Ugandan Youth Missing Out on Regional Trade Over Failure to Speak Kiswahili

 Ugandan Youth Missing Out on Regional Trade Over Failure to Speak Kiswahili

Launching the manual on integrating Kiswahili in vocational skilling among vulnerable youth in Uganda, Mrs. Phoebe Lutaaya Kamya (C), Mak-RIF’s Deputy Coordinator commended the project team for their output, and challenged them to champion the establishment of centres for the young people to learn the Kiswahili language.

A study by Makerere University’s College of Education and External Studies, presented at a recent meeting in Kampala city, reveals that language barriers are stifling economic opportunities for skilled youth, even as programmes like Presidential Industrial Hubs and YES Empowerment Services equip them with technical expertise.

Despite significant investments in vocational training, Ugandan youth are being sidelined in East Africa’s booming regional trade markets due to a critical shortfall: The inability to speak Kiswahili.

The gap in vocational training

While Uganda’s vocational initiatives have empowered thousands with skills in tailoring, mechanics, and agriculture, Kiswahili- the language of cross border commerce- is absent from vocational education curricula.

“Youth are trained but blocked at the border by language,” says Dr. Levi Masereka, the principal investigator of a three-year. Government- funded project: Integrating Kiswahili Literacy in Vocational Skilling among Vulnerable Youth.

The research, conducted in Kasese and other regions, uncovered systemic flaws:

  • No standardized Kiswahili syllabus in vocational institutions.
  • Inadequate teaching materials: 80% of learners lacked trade-specific resources.
  • Poor instruction: Part-time teachers provided just two hours of weekly Kiswahili, often using outdated secondary school notes.

A benchmarking trip to Tanzania showcased contrasts. Institutions like BAKITA and the Institute of Kiswahili Research offered tailored materials fro trades like plumbing and hospitality, resources virtually non-existent in Uganda.
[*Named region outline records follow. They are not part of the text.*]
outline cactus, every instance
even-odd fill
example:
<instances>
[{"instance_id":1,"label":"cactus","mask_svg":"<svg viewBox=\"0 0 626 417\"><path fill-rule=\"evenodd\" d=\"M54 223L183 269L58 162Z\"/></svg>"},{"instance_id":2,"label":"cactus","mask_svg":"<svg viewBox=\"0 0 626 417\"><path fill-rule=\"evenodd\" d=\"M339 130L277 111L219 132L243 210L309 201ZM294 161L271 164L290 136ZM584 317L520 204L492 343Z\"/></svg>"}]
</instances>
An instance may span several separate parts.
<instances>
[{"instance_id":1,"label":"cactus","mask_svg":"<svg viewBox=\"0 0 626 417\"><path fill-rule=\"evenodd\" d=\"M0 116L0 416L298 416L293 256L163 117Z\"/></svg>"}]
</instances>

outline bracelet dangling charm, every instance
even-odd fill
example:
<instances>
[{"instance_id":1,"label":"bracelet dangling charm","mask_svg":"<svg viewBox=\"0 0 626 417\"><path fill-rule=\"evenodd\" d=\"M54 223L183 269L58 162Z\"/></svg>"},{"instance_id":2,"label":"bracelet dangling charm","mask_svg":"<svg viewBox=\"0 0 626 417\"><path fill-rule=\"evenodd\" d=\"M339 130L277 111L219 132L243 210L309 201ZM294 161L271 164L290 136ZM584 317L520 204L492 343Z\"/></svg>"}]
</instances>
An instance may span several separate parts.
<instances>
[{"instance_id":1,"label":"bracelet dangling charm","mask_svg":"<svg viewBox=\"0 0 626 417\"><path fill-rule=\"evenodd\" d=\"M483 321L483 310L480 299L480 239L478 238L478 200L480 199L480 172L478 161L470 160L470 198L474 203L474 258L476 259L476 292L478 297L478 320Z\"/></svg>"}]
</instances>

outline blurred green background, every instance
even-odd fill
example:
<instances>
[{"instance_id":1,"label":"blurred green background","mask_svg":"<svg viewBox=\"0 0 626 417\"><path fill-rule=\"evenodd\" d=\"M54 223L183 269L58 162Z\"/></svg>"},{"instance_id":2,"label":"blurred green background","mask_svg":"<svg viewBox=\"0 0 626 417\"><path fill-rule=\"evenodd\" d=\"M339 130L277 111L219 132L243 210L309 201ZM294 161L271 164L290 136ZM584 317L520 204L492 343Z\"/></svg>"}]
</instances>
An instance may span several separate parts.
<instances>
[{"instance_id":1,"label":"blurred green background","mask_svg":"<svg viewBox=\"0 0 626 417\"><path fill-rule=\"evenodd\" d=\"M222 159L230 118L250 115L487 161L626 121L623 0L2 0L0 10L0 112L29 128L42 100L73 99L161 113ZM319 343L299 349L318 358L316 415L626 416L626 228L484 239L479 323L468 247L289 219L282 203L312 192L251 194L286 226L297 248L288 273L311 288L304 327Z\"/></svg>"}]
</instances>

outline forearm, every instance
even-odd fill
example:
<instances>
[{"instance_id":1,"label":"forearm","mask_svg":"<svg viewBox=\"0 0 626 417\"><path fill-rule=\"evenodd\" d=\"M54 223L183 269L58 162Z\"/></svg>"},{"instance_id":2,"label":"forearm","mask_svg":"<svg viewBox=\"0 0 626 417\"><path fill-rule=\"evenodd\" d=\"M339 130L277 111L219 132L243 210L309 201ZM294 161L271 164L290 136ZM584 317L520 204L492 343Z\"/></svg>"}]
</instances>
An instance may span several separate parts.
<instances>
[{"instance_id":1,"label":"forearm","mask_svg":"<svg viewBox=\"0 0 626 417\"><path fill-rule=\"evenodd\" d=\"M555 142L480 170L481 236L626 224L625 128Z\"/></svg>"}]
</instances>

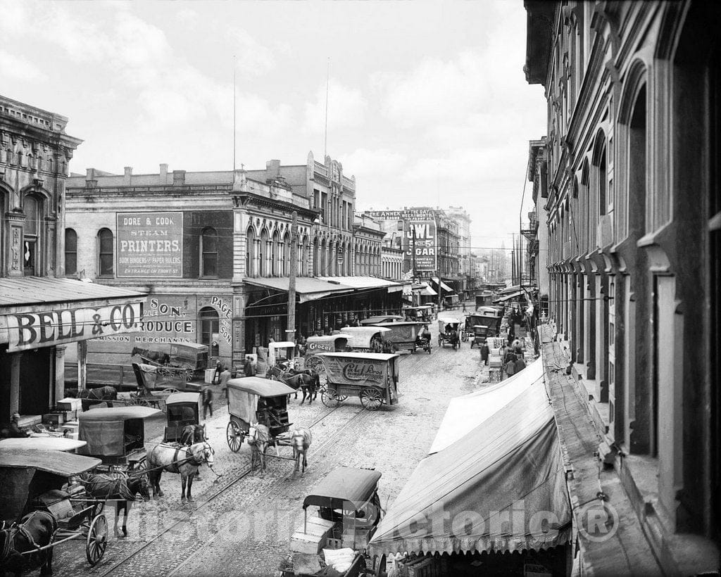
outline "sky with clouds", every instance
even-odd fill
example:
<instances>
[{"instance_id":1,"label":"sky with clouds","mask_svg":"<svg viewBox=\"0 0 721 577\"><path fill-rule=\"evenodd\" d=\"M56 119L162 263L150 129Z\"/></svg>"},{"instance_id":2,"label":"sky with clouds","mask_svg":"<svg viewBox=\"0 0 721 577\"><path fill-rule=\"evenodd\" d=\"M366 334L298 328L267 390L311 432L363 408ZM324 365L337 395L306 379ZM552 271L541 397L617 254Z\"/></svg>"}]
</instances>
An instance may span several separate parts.
<instances>
[{"instance_id":1,"label":"sky with clouds","mask_svg":"<svg viewBox=\"0 0 721 577\"><path fill-rule=\"evenodd\" d=\"M0 94L70 119L71 170L304 164L324 148L358 210L461 205L474 246L510 246L528 141L521 0L0 0ZM524 213L530 187L526 189Z\"/></svg>"}]
</instances>

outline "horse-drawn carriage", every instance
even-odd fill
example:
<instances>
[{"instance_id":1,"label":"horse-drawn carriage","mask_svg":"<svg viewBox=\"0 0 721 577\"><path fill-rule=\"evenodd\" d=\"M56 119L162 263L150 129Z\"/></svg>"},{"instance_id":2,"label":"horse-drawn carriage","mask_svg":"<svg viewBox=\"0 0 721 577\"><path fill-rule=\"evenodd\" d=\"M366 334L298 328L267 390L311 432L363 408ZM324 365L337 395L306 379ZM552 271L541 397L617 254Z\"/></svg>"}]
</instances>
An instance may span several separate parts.
<instances>
[{"instance_id":1,"label":"horse-drawn carriage","mask_svg":"<svg viewBox=\"0 0 721 577\"><path fill-rule=\"evenodd\" d=\"M96 457L109 470L133 470L143 462L145 420L162 414L150 407L94 408L78 416L78 439L87 444L81 455Z\"/></svg>"},{"instance_id":2,"label":"horse-drawn carriage","mask_svg":"<svg viewBox=\"0 0 721 577\"><path fill-rule=\"evenodd\" d=\"M377 325L379 323L394 323L397 321L402 321L403 317L399 315L379 315L364 318L360 321L363 326L366 325Z\"/></svg>"},{"instance_id":3,"label":"horse-drawn carriage","mask_svg":"<svg viewBox=\"0 0 721 577\"><path fill-rule=\"evenodd\" d=\"M323 353L326 388L321 401L337 406L349 396L358 397L369 411L398 403L398 367L400 356L382 353Z\"/></svg>"},{"instance_id":4,"label":"horse-drawn carriage","mask_svg":"<svg viewBox=\"0 0 721 577\"><path fill-rule=\"evenodd\" d=\"M394 323L378 323L375 326L391 329L390 332L384 335L384 338L395 346L395 351L407 349L415 353L418 348L418 335L425 324L412 321L399 321Z\"/></svg>"},{"instance_id":5,"label":"horse-drawn carriage","mask_svg":"<svg viewBox=\"0 0 721 577\"><path fill-rule=\"evenodd\" d=\"M163 442L180 442L183 430L188 426L199 425L202 407L200 393L174 393L165 400L167 424ZM205 425L203 426L203 431ZM205 432L202 435L205 439Z\"/></svg>"},{"instance_id":6,"label":"horse-drawn carriage","mask_svg":"<svg viewBox=\"0 0 721 577\"><path fill-rule=\"evenodd\" d=\"M455 351L461 348L459 329L461 321L458 318L443 317L438 319L438 346L450 344Z\"/></svg>"},{"instance_id":7,"label":"horse-drawn carriage","mask_svg":"<svg viewBox=\"0 0 721 577\"><path fill-rule=\"evenodd\" d=\"M42 567L52 574L53 549L67 541L85 542L91 565L102 558L107 521L72 482L99 462L61 451L0 451L0 573Z\"/></svg>"},{"instance_id":8,"label":"horse-drawn carriage","mask_svg":"<svg viewBox=\"0 0 721 577\"><path fill-rule=\"evenodd\" d=\"M372 326L346 326L342 329L348 338L346 348L356 352L394 352L392 343L384 338L390 331L390 328Z\"/></svg>"},{"instance_id":9,"label":"horse-drawn carriage","mask_svg":"<svg viewBox=\"0 0 721 577\"><path fill-rule=\"evenodd\" d=\"M291 537L292 555L283 567L283 577L326 574L333 567L342 577L385 571L385 555L372 561L366 550L383 510L378 495L379 471L340 467L331 471L303 501L303 524ZM318 507L309 516L308 508Z\"/></svg>"},{"instance_id":10,"label":"horse-drawn carriage","mask_svg":"<svg viewBox=\"0 0 721 577\"><path fill-rule=\"evenodd\" d=\"M306 357L304 368L316 372L322 372L323 363L319 357L320 353L340 352L347 350L350 336L345 333L309 336L306 339Z\"/></svg>"}]
</instances>

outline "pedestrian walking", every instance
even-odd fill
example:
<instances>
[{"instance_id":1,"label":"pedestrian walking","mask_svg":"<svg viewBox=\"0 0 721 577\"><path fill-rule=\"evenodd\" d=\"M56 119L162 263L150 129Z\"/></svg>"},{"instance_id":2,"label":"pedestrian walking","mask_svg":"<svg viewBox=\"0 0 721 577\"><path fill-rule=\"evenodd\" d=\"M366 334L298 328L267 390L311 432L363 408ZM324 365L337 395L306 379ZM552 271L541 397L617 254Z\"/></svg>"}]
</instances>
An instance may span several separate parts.
<instances>
[{"instance_id":1,"label":"pedestrian walking","mask_svg":"<svg viewBox=\"0 0 721 577\"><path fill-rule=\"evenodd\" d=\"M213 373L213 380L211 383L213 385L216 385L218 383L218 380L221 377L221 373L223 372L223 363L218 360L216 362L216 372Z\"/></svg>"},{"instance_id":2,"label":"pedestrian walking","mask_svg":"<svg viewBox=\"0 0 721 577\"><path fill-rule=\"evenodd\" d=\"M203 419L205 421L208 411L211 412L211 416L213 416L213 391L210 387L203 387L200 400L203 402Z\"/></svg>"},{"instance_id":3,"label":"pedestrian walking","mask_svg":"<svg viewBox=\"0 0 721 577\"><path fill-rule=\"evenodd\" d=\"M221 390L226 398L228 398L228 381L230 380L231 376L228 367L224 367L223 372L221 373Z\"/></svg>"},{"instance_id":4,"label":"pedestrian walking","mask_svg":"<svg viewBox=\"0 0 721 577\"><path fill-rule=\"evenodd\" d=\"M484 341L483 344L481 345L481 360L485 365L488 364L488 355L490 354L490 349L488 348L488 341Z\"/></svg>"}]
</instances>

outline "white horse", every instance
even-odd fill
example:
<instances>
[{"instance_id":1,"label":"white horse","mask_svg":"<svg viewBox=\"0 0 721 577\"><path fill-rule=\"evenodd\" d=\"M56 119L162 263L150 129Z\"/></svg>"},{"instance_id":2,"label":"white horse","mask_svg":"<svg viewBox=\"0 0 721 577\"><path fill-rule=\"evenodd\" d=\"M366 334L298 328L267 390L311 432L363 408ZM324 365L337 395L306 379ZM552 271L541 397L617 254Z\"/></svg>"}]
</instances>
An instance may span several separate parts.
<instances>
[{"instance_id":1,"label":"white horse","mask_svg":"<svg viewBox=\"0 0 721 577\"><path fill-rule=\"evenodd\" d=\"M260 473L265 472L265 451L270 441L270 430L265 425L256 423L248 431L248 444L252 452L250 455L250 470L260 466Z\"/></svg>"},{"instance_id":2,"label":"white horse","mask_svg":"<svg viewBox=\"0 0 721 577\"><path fill-rule=\"evenodd\" d=\"M308 447L313 442L313 437L311 431L307 429L296 429L291 433L291 444L293 445L293 459L295 465L293 468L293 474L298 472L298 468L301 468L301 475L306 473L306 467L308 466L308 460L306 459L306 454Z\"/></svg>"},{"instance_id":3,"label":"white horse","mask_svg":"<svg viewBox=\"0 0 721 577\"><path fill-rule=\"evenodd\" d=\"M190 447L161 443L148 453L148 477L153 490L153 497L163 496L160 488L160 475L163 471L180 475L182 486L180 502L185 502L185 487L187 486L187 501L193 502L193 480L203 463L213 468L215 451L206 442L195 443Z\"/></svg>"}]
</instances>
Kiswahili for the workplace

To bridge the gap, researchers developed: Kiswahili Halisi kwa Vituo na Vyuo vya Ufundi, an illustrated manual integrating technical vocabulary and real-world scenarios.
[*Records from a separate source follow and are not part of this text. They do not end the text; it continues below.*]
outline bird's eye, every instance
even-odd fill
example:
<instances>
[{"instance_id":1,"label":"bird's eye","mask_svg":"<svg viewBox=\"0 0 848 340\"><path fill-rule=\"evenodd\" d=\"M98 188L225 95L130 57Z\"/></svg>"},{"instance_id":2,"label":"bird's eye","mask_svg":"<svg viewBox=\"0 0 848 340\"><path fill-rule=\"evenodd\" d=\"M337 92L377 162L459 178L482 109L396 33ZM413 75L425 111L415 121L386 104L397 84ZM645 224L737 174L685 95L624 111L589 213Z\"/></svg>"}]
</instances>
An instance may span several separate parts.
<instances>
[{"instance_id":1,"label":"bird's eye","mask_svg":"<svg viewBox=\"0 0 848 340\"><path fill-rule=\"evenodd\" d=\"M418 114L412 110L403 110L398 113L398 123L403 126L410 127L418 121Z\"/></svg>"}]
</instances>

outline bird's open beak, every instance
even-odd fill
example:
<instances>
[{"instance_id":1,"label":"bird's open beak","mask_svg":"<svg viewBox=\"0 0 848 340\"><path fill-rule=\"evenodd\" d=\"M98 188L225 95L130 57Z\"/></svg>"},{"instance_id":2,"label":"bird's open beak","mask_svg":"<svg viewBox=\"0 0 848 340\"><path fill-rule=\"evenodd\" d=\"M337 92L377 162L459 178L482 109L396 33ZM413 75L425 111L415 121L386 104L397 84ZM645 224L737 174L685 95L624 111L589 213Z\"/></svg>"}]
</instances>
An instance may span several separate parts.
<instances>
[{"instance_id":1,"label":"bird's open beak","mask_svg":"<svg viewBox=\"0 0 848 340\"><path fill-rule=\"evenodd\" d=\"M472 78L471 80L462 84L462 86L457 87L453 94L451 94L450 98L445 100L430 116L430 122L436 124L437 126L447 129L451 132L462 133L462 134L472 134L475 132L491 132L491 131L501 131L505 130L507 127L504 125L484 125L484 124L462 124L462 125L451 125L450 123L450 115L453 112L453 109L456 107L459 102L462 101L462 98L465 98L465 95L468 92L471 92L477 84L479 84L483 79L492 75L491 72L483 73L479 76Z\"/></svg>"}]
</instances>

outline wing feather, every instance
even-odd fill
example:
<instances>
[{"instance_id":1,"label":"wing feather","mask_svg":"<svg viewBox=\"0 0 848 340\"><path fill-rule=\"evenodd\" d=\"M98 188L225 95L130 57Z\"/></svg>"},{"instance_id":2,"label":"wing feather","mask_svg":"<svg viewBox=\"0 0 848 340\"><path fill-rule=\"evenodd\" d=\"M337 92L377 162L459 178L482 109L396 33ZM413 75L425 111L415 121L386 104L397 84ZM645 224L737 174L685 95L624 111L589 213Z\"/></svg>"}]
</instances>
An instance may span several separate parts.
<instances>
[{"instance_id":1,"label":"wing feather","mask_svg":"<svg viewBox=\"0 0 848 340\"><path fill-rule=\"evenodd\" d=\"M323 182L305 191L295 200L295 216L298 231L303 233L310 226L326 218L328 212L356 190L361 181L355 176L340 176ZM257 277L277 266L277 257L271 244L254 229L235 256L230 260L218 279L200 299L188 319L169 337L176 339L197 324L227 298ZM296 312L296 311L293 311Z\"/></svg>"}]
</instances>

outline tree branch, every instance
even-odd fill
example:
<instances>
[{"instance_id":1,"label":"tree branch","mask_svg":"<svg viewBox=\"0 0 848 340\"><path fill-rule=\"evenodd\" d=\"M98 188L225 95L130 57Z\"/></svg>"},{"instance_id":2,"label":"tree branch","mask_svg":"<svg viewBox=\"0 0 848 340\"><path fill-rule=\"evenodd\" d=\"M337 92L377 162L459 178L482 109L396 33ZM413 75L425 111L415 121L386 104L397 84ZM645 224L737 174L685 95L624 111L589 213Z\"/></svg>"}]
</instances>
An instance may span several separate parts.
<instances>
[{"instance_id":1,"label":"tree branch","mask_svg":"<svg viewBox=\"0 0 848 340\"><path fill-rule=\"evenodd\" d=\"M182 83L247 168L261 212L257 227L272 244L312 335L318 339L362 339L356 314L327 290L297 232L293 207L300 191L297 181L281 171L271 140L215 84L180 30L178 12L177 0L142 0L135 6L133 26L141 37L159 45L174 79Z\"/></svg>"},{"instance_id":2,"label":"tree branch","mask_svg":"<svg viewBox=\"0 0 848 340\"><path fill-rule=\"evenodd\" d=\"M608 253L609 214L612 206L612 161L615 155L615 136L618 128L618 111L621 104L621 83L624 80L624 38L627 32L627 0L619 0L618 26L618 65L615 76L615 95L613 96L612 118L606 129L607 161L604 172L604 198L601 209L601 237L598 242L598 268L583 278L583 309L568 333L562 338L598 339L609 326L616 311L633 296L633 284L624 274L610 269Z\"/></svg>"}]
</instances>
Over 51 institutions now use the textbook which covers:

  • Trade-specific terms for mechanics, hospitality, and agriculture.
  • Role-play exercise for client negotiations and service delivery.
  • Content validated by Tanzanian experts and Uganda’s education authorities.

Completing the manual, 50+ youth have undergone intensive training in “business Kiswahili,” mastering communication for sales, marketing, and cross border transactions. “We are not just teaching language-we are teaching economic empowerment,” instructor Edward Baluku said.

Calls for action

Despite Kiswahili’s status as an EAC official language, Uganda lags in institionalising it in vocational facilities. Researchers have called for:

  • Mandatory Kiswahili in vocational curricula.
  • Recruitment of full-time, specialized instructors.
  • Digital tools and apps to scale learning access.
  • A national task force (MoES, NCDC, DIT) to align training with regional trade goals.

Professor Kiggundu Muhammad Musoke, head of Makerere’s humanities and languages education, said: “Kiswahili must be embedded in vocational studies to unlock economic participation.”